- Native name: Rivière Nyamuswaga (French)

Location
- Country: Burundi

Physical characteristics
- • location: Kinyankuru River
- • coordinates: 2°58′10″S 29°55′42″E﻿ / ﻿2.969529°S 29.928293°E

= Nyamuswaga River =

The Nyamuswaga River (Rivière Nyamuswaga) is a river in Burundi, a tributary of the Kinyankuru River.

==Course==

The Nyamuswaga rises in the west of Muyinga Province and flows south to the border with Ngozi Province, then in a generally southwest direction through Ngozi Province.
It is a tributary of the Kinyankuru River.
It joins the Nyakijima River flowing from the west to form the Kinyankuru River.

==Environment==
The surroundings of Nyamuswaga are a mosaic of agricultural land and natural vegetation.
The area is densely populated, with 442 inhabitants per square kilometer as of 2016.
The average annual temperature in the area is 19 C.
The warmest month is September, when the average temperature is 21 C, and the coldest is April, with 17 C.

Average annual rainfall is 1,149 mm.
The wettest month is December, with an average of 175 mm of precipitation, and the driest is July, with 1 mm of precipitation.

==Agriculture==

Since the colonial era the river's marshes have been developed to combat famine, and the effect on existing flora was not considered.
As a result, most of the original vegetation has been greatly reduced or eliminated.
Between 1959 and 1993 the cultivated area in the Nyamuswaga marsh rose steadily from 2000 to 8250 ha.

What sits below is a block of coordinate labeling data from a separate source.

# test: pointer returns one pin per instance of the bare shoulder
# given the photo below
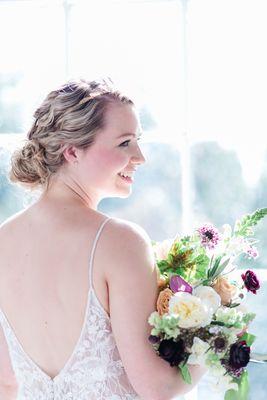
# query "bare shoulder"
(8, 227)
(129, 251)
(128, 234)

The Nyamuswaga and the Nyarunteke are the most important streams in the Commune of Tangara, Ngozi, where the natural vegetation has largely been cleared.
The rice marshes in the Commune of Gashikanywa, Ngozi Province, on the Nyakijima and Nyamuswaga rivers covered about 500 ha in March 2024.
Heavy rains had flooded a small portion of these rice marshes.
In August 2024 a group of senators visited the Nyamuswaga marshes in the Commune of Gashoho, Muyinga Province.
The marshes were being developed for cultivation of sorghum to be used in producing sugar and fuel.